In Minnesota the disparities aren't quite as drastic, in part because the state taxes the first $72,000 of a home's value at a reduced rate. Still, in our example, the family in Eden Prairie would pay $8,900 a year in property taxes, or about 1.8 percent of their income, while the south Minneapolis family would pay $1,152, or 3.3 percent of their income. According to a 1995 study by the state Department of Revenue, the top 1 percent of taxpayers (those with incomes over roughly $190,000) made 13.9 percent of all the income in the state, but paid only 10.5 percent of all the residential property taxes (not counting cabins); by contrast, people making between about $18,000 and $23,000 had 5.8 percent of the income, but paid 8 percent of the property taxes.
And the gap is likely to widen. For a long time, Minnesota was one of the few states taxing the most expensive homes at a higher rate. But in 1991, the Legislature brought the top rate down from 3 percent to 2 percent of market value. Since government spending didn't go down by a corresponding share, the result was a massive redistribution of the tax burden from the people in mansions to everyone else.
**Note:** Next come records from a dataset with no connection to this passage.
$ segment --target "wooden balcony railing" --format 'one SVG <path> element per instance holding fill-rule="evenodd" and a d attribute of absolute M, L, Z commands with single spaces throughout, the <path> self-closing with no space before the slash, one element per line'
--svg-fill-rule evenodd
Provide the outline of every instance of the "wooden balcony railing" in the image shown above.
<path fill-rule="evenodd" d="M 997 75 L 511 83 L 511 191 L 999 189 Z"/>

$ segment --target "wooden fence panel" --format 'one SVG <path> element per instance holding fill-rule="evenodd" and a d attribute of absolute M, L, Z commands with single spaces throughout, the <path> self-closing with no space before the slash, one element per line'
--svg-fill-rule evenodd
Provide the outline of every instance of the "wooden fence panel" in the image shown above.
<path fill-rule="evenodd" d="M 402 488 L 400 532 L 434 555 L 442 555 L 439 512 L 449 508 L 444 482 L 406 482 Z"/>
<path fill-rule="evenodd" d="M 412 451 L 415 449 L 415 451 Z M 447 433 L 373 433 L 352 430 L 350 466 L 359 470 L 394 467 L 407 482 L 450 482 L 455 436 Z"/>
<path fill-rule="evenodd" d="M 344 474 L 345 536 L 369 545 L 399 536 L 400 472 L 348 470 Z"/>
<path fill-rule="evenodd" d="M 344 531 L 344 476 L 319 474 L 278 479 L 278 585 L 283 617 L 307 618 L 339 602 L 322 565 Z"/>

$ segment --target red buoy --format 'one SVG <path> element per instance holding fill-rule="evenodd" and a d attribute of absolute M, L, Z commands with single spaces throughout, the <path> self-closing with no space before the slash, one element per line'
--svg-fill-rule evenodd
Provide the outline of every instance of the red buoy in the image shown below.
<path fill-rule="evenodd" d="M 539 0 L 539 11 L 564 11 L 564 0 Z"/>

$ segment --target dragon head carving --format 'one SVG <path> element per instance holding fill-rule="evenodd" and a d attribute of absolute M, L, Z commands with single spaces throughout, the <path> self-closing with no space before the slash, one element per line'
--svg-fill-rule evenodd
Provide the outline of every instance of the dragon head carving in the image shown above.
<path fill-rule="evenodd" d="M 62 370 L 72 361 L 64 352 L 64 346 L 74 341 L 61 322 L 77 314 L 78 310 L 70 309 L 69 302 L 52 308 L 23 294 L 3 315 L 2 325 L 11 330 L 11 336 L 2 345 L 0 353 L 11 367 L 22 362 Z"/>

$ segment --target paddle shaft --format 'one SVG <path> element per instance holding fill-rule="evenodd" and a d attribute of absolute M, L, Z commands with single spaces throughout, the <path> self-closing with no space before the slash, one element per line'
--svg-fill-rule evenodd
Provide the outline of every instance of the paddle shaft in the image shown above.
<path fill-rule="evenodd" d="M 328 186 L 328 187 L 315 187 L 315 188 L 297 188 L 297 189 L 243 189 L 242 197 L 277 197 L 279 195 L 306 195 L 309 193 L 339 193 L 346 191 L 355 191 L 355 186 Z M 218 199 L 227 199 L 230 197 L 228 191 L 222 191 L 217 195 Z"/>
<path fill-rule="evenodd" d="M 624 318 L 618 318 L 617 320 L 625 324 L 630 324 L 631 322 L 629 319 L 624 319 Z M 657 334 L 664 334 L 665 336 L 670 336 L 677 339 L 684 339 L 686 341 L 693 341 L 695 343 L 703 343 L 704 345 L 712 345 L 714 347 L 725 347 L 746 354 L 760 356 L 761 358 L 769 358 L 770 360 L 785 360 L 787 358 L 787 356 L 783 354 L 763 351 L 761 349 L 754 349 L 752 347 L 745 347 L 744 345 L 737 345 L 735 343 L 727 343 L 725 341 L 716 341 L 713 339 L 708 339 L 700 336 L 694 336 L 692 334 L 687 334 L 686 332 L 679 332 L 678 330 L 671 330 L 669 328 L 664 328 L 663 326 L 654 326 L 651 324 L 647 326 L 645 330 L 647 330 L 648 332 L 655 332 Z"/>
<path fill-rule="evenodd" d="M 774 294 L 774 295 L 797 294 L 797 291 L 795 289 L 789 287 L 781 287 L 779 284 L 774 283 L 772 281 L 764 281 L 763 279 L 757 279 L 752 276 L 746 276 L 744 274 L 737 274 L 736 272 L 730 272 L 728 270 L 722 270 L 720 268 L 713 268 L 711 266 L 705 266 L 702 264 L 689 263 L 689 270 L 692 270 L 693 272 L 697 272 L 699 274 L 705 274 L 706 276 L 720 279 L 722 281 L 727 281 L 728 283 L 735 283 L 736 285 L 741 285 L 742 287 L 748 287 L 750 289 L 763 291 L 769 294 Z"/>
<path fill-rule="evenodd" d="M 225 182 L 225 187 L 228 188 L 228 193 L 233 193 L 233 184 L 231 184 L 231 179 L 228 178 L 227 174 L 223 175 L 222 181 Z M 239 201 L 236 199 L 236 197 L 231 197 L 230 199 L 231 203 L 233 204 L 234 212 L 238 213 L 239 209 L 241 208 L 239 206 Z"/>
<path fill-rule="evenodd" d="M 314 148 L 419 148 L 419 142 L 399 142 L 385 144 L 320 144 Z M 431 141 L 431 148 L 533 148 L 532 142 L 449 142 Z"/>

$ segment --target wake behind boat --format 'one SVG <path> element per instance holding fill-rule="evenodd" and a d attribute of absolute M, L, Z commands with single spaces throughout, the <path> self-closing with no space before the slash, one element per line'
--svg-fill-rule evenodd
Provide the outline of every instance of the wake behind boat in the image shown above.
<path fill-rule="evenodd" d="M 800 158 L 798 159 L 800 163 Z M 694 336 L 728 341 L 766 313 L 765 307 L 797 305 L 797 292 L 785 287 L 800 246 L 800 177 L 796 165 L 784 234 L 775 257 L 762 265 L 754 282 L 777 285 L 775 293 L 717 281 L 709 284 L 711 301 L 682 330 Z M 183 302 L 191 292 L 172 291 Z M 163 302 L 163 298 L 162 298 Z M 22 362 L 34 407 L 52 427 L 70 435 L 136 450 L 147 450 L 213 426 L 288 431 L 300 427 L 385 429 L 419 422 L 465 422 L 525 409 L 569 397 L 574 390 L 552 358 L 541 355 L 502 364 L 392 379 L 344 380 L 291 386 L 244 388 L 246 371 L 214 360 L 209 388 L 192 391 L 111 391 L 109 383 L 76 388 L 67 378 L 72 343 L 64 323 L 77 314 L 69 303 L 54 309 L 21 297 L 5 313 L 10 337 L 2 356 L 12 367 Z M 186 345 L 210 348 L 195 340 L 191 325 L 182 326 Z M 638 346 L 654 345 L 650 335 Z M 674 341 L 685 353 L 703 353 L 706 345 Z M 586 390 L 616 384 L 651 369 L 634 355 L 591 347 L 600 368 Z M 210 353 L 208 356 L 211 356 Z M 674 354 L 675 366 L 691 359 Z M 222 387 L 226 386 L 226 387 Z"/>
In 1994, a study by the state chapter of Citizens for Tax Justice showed that local property taxes had gone up between 5 and 50 percent in almost every city and town, with a few exceptions: North Oaks (down 0.3 percent); Wayzata (down 9.6 percent); and Minnetonka Beach (minus 12 percent).
This session, lawmakers passed a tax break for cabins, which should be worth $500 annually to most owners. And next year is likely to finally bring results from years of lobbying by business interests--a thorough property-tax reform that would feature a reduction in commercial and industrial rates at its center. All the proposals floated so far would shift a good part of the burden to poor and middle-income people; the only question is whether they'll pay through higher homeowner taxes or new sales taxes.
One more thing about property taxes: They, too, qualify for a tax deduction. For the Eden Prairie family, that means a savings of more than $3,500. The folks in south Minneapolis reap a mere $210.
There's a reason why people with higher incomes are far more likely to itemize deductions than those in the lower brackets: There are so many deals to take advantage of. Some write-offs are phased out as income rises, but the majority are not. Like the deduction for investment interest--money borrowed to, say, play the stock market. It was worth some $11.6 billion in 1990, according to the Joint Committee on Taxation; more than 80 percent of that was claimed by people who had incomes over $1 million each and collected an average write-off of $115,000, on top of any profits they made from their investments.